To Bank of America’s point about central bank funding, many investors and economists have voiced their displeasure at the European Central Bank’s failure to set up a TARP-like mechanism to recapitalize the European banks and stop the bleeding.

“Since no contingency funds have been set aside by the public authorities to recapitalize banks in a crisis, the imminent default of Greece and/or other nations poses a risk to the viability of the banking system,” wrote Carl Weinberg, chief economist for High Frequency Economics in a note to clients Monday. “Lending money to a bankrupt bank cannot make it less insolvent.”

The Maastricht Treaty, which formed the European Union, bars one country from financing the spending of another, so policy makers will have to get creative in their formation of this structure. High Frequency’s Weinberg suggests the countries set up a series of mini-TARPS. They’ll get plenty of time to come up with this plan this week, with the meeting of Group of 20 (G20) nations finance leaders Thursday in Washington.

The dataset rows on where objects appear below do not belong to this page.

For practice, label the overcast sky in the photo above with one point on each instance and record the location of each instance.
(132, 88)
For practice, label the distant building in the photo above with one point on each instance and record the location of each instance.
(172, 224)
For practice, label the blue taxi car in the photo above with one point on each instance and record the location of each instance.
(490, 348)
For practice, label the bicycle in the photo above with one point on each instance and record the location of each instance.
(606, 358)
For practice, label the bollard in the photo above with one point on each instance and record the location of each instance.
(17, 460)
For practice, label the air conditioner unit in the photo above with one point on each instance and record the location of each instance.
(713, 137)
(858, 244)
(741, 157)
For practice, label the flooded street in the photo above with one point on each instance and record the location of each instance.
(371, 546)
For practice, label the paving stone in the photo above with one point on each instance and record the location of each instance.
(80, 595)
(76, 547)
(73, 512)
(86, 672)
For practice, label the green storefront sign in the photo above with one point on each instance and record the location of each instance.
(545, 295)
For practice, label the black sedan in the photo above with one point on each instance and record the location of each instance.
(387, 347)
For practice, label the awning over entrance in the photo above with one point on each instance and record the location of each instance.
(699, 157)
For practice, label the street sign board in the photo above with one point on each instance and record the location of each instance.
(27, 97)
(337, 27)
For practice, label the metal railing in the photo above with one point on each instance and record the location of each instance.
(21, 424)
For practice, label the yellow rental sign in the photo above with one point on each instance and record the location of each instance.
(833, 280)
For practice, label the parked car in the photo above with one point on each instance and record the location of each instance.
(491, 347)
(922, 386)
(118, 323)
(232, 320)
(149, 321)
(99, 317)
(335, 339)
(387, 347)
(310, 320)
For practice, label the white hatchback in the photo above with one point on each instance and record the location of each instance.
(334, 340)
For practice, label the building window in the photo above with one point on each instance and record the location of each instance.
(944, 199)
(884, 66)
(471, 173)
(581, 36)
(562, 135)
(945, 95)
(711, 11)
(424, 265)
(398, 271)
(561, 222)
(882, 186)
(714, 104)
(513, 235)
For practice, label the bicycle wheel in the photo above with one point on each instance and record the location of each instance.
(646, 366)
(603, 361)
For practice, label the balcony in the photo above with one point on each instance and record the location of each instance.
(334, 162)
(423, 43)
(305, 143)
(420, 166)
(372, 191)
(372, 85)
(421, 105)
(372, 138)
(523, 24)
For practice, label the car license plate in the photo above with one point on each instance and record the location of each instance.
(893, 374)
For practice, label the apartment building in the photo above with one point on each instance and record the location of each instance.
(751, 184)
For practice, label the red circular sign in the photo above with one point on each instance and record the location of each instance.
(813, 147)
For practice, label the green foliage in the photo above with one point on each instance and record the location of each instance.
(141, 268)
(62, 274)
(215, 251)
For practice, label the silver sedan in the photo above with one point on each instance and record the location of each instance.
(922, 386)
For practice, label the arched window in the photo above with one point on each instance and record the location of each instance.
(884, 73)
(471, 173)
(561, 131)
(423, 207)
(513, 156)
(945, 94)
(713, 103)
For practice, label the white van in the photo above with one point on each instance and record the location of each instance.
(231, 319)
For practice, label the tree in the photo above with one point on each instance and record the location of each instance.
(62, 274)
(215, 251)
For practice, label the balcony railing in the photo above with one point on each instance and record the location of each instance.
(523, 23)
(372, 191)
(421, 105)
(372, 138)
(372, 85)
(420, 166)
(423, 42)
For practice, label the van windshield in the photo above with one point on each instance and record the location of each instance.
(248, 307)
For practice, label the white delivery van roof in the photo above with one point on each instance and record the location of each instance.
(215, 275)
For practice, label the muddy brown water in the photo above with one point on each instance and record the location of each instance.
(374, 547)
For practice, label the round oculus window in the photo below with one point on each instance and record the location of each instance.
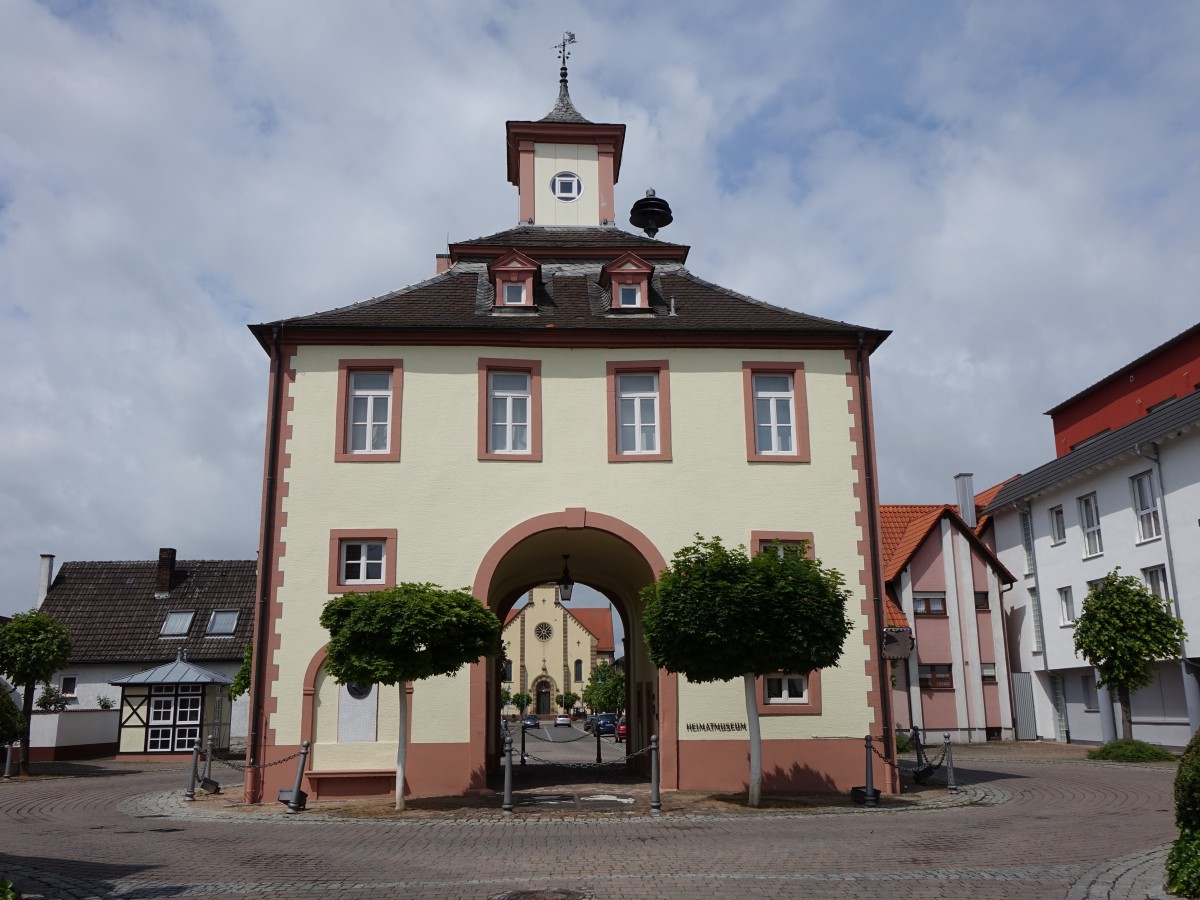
(567, 186)
(358, 690)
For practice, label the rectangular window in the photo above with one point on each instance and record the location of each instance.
(510, 409)
(639, 411)
(1057, 526)
(1027, 540)
(775, 412)
(223, 622)
(178, 623)
(1090, 521)
(361, 559)
(1156, 581)
(1039, 641)
(935, 677)
(929, 604)
(369, 409)
(786, 689)
(1145, 507)
(1066, 606)
(1091, 700)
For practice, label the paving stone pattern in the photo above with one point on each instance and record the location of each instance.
(1027, 823)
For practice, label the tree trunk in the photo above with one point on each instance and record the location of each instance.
(27, 709)
(755, 793)
(1126, 713)
(402, 750)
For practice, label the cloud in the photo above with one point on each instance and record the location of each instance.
(1009, 187)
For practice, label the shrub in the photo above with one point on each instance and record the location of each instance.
(1131, 751)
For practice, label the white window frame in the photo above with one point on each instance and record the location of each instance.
(370, 425)
(177, 616)
(363, 561)
(1145, 507)
(778, 689)
(635, 400)
(1057, 526)
(1067, 606)
(1156, 581)
(767, 407)
(1090, 523)
(509, 420)
(213, 622)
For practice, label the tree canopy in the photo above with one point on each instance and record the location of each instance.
(33, 647)
(1122, 630)
(406, 634)
(718, 613)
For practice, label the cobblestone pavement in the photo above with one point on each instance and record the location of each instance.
(1030, 822)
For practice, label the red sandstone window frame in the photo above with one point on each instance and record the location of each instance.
(337, 537)
(527, 366)
(802, 451)
(761, 540)
(346, 367)
(658, 367)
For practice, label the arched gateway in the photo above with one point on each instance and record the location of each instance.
(559, 388)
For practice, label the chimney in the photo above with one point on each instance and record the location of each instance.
(964, 487)
(166, 573)
(43, 579)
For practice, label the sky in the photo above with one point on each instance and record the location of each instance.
(1011, 189)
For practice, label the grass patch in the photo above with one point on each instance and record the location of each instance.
(1131, 751)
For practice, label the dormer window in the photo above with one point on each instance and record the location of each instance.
(629, 279)
(513, 276)
(567, 186)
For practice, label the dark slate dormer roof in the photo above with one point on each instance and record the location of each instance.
(111, 610)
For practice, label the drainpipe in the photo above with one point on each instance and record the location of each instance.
(265, 565)
(873, 520)
(1191, 687)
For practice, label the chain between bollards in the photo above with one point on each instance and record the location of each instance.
(655, 799)
(949, 763)
(294, 803)
(507, 805)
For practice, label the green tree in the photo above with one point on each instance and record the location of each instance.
(33, 647)
(241, 679)
(718, 613)
(1123, 630)
(605, 691)
(406, 634)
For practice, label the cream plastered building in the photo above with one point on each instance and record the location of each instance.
(562, 388)
(551, 649)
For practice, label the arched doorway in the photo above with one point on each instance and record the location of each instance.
(616, 559)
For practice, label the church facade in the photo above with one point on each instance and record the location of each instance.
(563, 388)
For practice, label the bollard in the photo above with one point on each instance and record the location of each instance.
(655, 801)
(208, 760)
(949, 763)
(295, 803)
(507, 805)
(190, 793)
(869, 801)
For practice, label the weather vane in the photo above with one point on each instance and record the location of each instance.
(563, 53)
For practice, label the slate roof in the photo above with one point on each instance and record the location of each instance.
(1171, 420)
(113, 615)
(570, 297)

Many investors believe that recapitalizing the troubled banks in Italy, Ireland, and Greece should take priority over checking up on Greece’s austerity progress. The U.S. arguably was able to recover from the Lehman Brothers collapse more quickly because it focused on these actions first and then turned its sights to deficit reduction after a recovery was already underway.

“It is not only a Greek default, it is the continent-wide austerity measures that pose the biggest threat,” said Brian Kelly of Shelter Harbor Capital. “An earthquake in Japan disrupted the supply chain in the auto sector and the U.S. economy slowed dramatically. The economic earthquake of budget cuts will not be halted by the Atlantic Ocean.”